On the flip side, most people don't care. Unless you have many servers, it is cheaper to throw money at the problem in the form of physical RAM before you start thinking about problems like this.
Much of this also depends on the relative size of the data elements compared to sizes of page or cache lines.
For instance if the b-tree node is roughly the size of a page, the entire node must be read into memory at once from disk. Even reading a single byte of the record may necessitate reading the entire page. However this size will likely be much larger than a cache line. So you could have quite a lot of variance in performance based on how much of the structure you access; say scanning through the whole node versus just reading a few words at the top.
Unfortunately, he no longer gives out reward checks for finding bugs in his texts. This seems to be mostly because proud bug-finders inevitably post images of the checks online, which of course, contain Knuth's bank account numbers. More discussion here.
He uses email; his secretary prints them out (after some selection) and forwards them. And he reacts to them. Well, at least, to some, if he knows you. Don is the most humble genius that I know, and I have always found him approachable in a way that is rare for other famous people.
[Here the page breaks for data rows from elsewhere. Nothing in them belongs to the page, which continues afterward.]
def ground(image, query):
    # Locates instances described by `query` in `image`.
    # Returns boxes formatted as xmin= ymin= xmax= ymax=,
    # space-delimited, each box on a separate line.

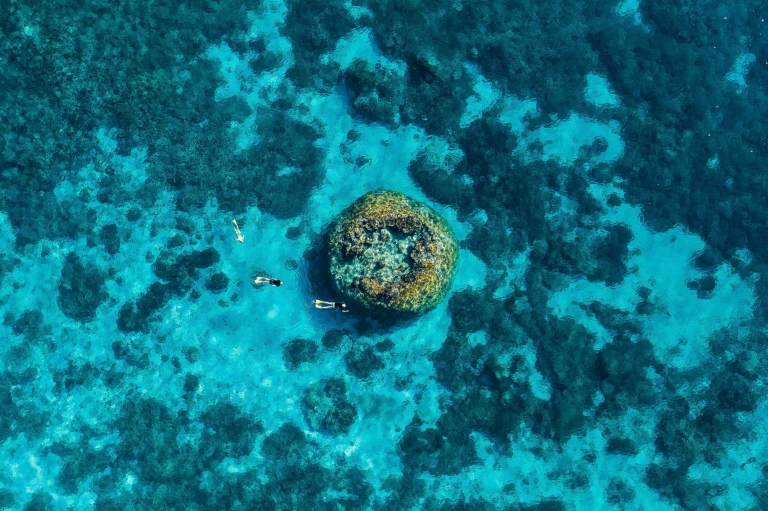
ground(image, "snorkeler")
xmin=232 ymin=220 xmax=245 ymax=243
xmin=315 ymin=300 xmax=349 ymax=312
xmin=253 ymin=277 xmax=283 ymax=287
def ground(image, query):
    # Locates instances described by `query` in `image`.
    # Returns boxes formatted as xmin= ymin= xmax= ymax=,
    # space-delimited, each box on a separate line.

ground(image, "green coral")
xmin=329 ymin=191 xmax=459 ymax=314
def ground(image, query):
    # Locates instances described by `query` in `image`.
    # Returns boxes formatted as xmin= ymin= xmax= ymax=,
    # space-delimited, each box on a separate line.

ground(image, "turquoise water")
xmin=0 ymin=0 xmax=768 ymax=511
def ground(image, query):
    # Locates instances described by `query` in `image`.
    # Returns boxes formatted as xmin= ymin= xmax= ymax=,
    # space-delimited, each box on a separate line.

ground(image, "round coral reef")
xmin=329 ymin=191 xmax=459 ymax=315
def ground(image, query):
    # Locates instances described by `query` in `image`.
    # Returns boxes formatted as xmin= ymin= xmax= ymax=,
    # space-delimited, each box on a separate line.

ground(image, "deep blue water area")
xmin=0 ymin=0 xmax=768 ymax=511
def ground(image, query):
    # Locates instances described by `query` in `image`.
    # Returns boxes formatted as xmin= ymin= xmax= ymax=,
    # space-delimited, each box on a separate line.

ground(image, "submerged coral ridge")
xmin=0 ymin=0 xmax=768 ymax=511
xmin=328 ymin=191 xmax=459 ymax=314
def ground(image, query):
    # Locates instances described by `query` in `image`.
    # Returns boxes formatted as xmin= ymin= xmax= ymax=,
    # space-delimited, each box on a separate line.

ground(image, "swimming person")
xmin=315 ymin=300 xmax=349 ymax=312
xmin=232 ymin=220 xmax=245 ymax=243
xmin=253 ymin=277 xmax=283 ymax=287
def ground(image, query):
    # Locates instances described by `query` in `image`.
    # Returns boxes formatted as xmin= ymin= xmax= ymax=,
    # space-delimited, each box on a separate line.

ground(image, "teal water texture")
xmin=0 ymin=0 xmax=768 ymax=511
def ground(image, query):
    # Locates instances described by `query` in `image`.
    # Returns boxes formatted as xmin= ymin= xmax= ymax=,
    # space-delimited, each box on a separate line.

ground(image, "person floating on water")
xmin=232 ymin=220 xmax=245 ymax=243
xmin=315 ymin=300 xmax=349 ymax=312
xmin=253 ymin=277 xmax=283 ymax=287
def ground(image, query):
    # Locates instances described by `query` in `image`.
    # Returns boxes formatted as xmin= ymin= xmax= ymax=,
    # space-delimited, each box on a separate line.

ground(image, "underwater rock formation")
xmin=328 ymin=191 xmax=459 ymax=315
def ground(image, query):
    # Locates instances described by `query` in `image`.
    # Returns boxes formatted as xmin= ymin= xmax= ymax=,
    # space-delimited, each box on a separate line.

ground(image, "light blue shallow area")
xmin=0 ymin=2 xmax=768 ymax=511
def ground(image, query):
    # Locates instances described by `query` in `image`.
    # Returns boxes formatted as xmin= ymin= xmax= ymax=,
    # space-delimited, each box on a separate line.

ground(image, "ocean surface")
xmin=0 ymin=0 xmax=768 ymax=511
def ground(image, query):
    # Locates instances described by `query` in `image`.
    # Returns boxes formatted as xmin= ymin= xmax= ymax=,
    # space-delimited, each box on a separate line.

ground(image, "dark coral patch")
xmin=57 ymin=253 xmax=108 ymax=323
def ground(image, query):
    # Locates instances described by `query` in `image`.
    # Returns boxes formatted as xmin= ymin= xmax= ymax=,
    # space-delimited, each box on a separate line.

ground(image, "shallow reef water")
xmin=0 ymin=0 xmax=768 ymax=511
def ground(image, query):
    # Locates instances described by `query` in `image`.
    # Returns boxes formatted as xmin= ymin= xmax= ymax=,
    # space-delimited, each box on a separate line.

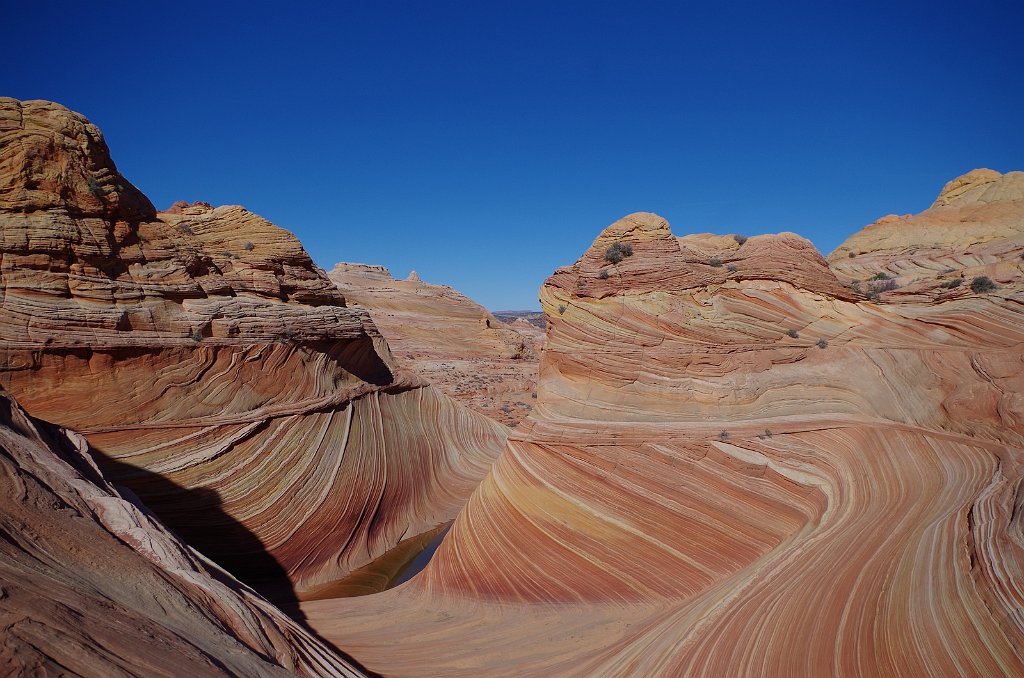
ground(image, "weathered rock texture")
xmin=330 ymin=263 xmax=543 ymax=426
xmin=0 ymin=98 xmax=506 ymax=599
xmin=0 ymin=389 xmax=362 ymax=676
xmin=304 ymin=189 xmax=1024 ymax=676
xmin=828 ymin=169 xmax=1024 ymax=302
He also uses email (typically via his secretary, again) to organize trips. I also have direct emails from him when some new TeX developments irks him.
Joachim
People don't write Manifestos any more -- what's going on in this world? [Frank Zappa]
I think "got it wrong" in the past tense is a little harsh, but I would say that a LOT of stuff in Knuth is wrong today, or at least terribly obsolete. It's not useless to be aware of, but you don't want to assume that everything is today still exactly the way Knuth described it in the digital stone age.
I mean, just for example, Knuth spends whole chapters talking about sorting algorithms. Almost all modern programmers don't have any use for that stuff, because re-implementing sort in your application code is pointless and counterproductive. The built-in sort provided by any modern language is optimized at a lower level and will handily beat the pants off anything you can do. Heck, even the Schwartzian Transform is built in to most modern languages these days.
Okay, sure, the guys who build low-level tools (compilers and system libraries and such) still need to know about sorting routines. What percentage of the programmer population is that? 0.1%? And even there, Knuth is somewhat obsolete, because (among other things) the stuff you're sorting is almost certainly stored in high-level cross-platform data structures, not some flat array of machine integers. I mean, it's still true that you probably don't want to code a bubble sort, but that's not exactly a profound revelation.
Cut that out, or I will ship you to Norilsk in a box.